Wine Thefts Prompt Security Reviews

Suspects in custody following heist at Seattle wine-storage facility; B.C. ice wine robbery remains unsolved

by Peter Mitham
flash wine
One of the men suspected of stealing 200 cases of wine from Esquin Wine Merchants leased space from the facility.
Seattle, Wash.—The theft of $648,000 worth of wine from Esquin Wine Merchants on the south side of downtown Seattle has put security back on the minds of the Northwest wine industry.

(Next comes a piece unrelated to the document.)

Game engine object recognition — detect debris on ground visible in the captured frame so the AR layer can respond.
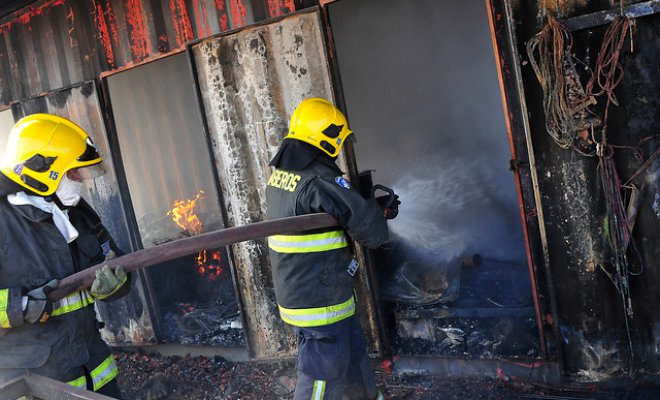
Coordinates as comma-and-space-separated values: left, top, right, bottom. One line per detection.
115, 352, 660, 400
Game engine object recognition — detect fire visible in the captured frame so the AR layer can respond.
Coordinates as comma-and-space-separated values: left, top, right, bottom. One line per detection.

On the night of Nov. 28—Thanksgiving, of all days—thieves made off with 200 cases of wine. In an elaborate plan to cover their tracks, motion sensors were disabled, security cameras blacked out and a gas line was cut—a risky move that could have destroyed the store and its underground storage vault if open flame had been present.

Two men—Luke Thesing, 35, and Samuel Harris, 34—have been jailed on charges associated with the heist, including attempted arson. The men worked together for a plumbing company that Harris owns.

Police have recovered most if not all the wine the duo allegedly stole, although each bottle is being documented as evidence in the case and identified prior to being returned to its rightful owners.

Security measures
Meanwhile at Esquin, a 40-year-old operation that claims to offer “the largest selection of wine in the Pacific Northwest,” owner Chuck LeFevre was coy about steps the company had taken since the heist, referring questions to Dan Miller of Curator PR.

“I don’t think it’s a smart business practice to talk about security issues in an open forum,” LeFevre told Wines & Vines. “I don’t think it’s good for me, and I don’t think it’s good for the industry. It’d be kind of like a jewelry store talking about the security they have.”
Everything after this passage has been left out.